Washington, DC:
An International Monetary Fund (IMF) team, led by Iva Petrova visited
Armenia during June 20–24, 2022. The team’s discussions with the
authorities covered recent developments, the economic outlook, and the
authorities’ policy priorities that could underlie a future IMF-supported
program. At the end of the visit, Ms. Petrova issued the following
statement:
“Armenia’s economic activity grew by 9.4 percent (YoY) in the first four
months of 2022 driven by domestic consumption and investment, supported by
the construction, tourism, financial, real-estate, and IT sectors, and
boosted by a large inflow of external income and capital. Inflation
accelerated to 9 percent in May (YoY) due to buoyant domestic demand,
supply constraints, and an increase in global food and fuel prices. The
overall budget position was in surplus in the first quarter of 2022 owing
to strong revenue collection in line with economic activity and an
under-execution of expenditures. The banking system remained solid, and the
dram appreciated against the US dollar.
“IMF staff projects real GDP to grow by about 5 percent in 2022, driven by
domestic demand and benefiting from the strong economic momentum in the
first four months of the year. Inflation is expected to increase
temporarily before moderating by the end of the year, when past monetary
policy actions and the passthrough of the recent dram appreciation have
their full impact. The Central Bank of Armenia should stand ready to adjust
its monetary policy stance as necessary, while allowing the exchange rate
to be a shock absorber. Nonetheless, the risk that the recent inflow of
external income and capital to Armenia could face an abrupt reversal calls
for re-building greater foreign reserve buffers. As the economy is
operating near capacity, it does not require additional fiscal stimulus,
and the authorities should save the revenue overperformance, else
inflationary pressures could persist.
“It is important to maintain macro-fiscal-financial stability amid the war
in Ukraine, sanctions on Russia, and increased global financial market
volatility; steer inflation toward the CBA target of 4 percent; and restore
fiscal buffers through growth-friendly and inclusive policies. Structural
policies should focus on building economic resilience, including against
climate change; developing capital markets; pursuing digitalization and
public administration reforms; improving governance, transparency, and
fiscal risk management; fully operationalizing the PIM/PPP framework, and
facilitating an investment-driven, knowledge-based, and export-led growth.

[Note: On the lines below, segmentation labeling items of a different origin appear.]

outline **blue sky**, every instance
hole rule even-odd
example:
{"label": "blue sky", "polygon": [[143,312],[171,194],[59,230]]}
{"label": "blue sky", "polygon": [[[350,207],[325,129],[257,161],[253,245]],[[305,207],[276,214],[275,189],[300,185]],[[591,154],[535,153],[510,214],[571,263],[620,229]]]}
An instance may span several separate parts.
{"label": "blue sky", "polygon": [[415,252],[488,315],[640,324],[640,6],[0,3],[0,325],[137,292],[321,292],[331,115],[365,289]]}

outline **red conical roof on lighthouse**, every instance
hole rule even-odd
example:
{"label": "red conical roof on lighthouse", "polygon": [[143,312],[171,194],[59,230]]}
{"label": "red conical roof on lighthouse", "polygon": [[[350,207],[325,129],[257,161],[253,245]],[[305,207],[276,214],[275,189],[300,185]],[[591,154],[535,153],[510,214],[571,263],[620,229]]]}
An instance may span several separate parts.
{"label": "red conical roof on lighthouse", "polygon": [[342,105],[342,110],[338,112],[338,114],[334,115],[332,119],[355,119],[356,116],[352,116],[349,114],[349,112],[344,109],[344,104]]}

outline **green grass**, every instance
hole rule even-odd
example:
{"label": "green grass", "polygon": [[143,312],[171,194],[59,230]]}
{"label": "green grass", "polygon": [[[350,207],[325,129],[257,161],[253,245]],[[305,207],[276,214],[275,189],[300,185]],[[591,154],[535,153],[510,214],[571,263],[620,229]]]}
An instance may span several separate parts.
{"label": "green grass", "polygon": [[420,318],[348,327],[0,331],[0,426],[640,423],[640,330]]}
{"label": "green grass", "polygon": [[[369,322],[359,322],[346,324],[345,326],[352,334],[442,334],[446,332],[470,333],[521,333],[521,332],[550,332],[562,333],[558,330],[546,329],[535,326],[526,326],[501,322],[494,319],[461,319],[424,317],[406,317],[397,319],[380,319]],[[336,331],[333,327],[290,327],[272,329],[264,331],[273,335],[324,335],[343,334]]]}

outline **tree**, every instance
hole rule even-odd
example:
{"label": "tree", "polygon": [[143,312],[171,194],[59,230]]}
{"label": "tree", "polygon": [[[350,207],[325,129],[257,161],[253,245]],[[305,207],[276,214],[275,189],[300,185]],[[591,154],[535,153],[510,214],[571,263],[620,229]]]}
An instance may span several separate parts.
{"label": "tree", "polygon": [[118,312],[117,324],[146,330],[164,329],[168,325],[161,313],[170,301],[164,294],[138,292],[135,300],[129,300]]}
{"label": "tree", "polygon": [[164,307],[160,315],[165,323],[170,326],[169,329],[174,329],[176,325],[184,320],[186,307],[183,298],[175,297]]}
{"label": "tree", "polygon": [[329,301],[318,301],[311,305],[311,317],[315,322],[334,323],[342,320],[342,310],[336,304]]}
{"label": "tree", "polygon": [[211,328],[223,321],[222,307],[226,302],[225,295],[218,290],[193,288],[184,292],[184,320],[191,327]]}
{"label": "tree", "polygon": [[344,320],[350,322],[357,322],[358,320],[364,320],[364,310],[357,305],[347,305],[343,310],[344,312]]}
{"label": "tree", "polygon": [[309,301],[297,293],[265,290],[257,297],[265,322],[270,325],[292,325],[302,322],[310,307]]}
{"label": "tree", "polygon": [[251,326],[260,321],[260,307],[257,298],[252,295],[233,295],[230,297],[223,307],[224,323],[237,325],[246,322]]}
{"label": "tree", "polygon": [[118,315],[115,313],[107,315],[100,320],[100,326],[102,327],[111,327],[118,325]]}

The authorities’ emphasis on building human capital through health and
education reforms is welcome. The pace of these reforms should be fiscally
prudent and consistent with the fiscal rules. The increase in minimum and
average pensions should be gradually phased in alongside measures that
foster labor force participation and preserve the Pillar II component of
the system.
“Discussions on a new IMF-supported program are expected to commence in
September.
“The IMF team thanks the Armenian authorities, development partners, and
diplomatic community for fruitful discussions and cooperation.”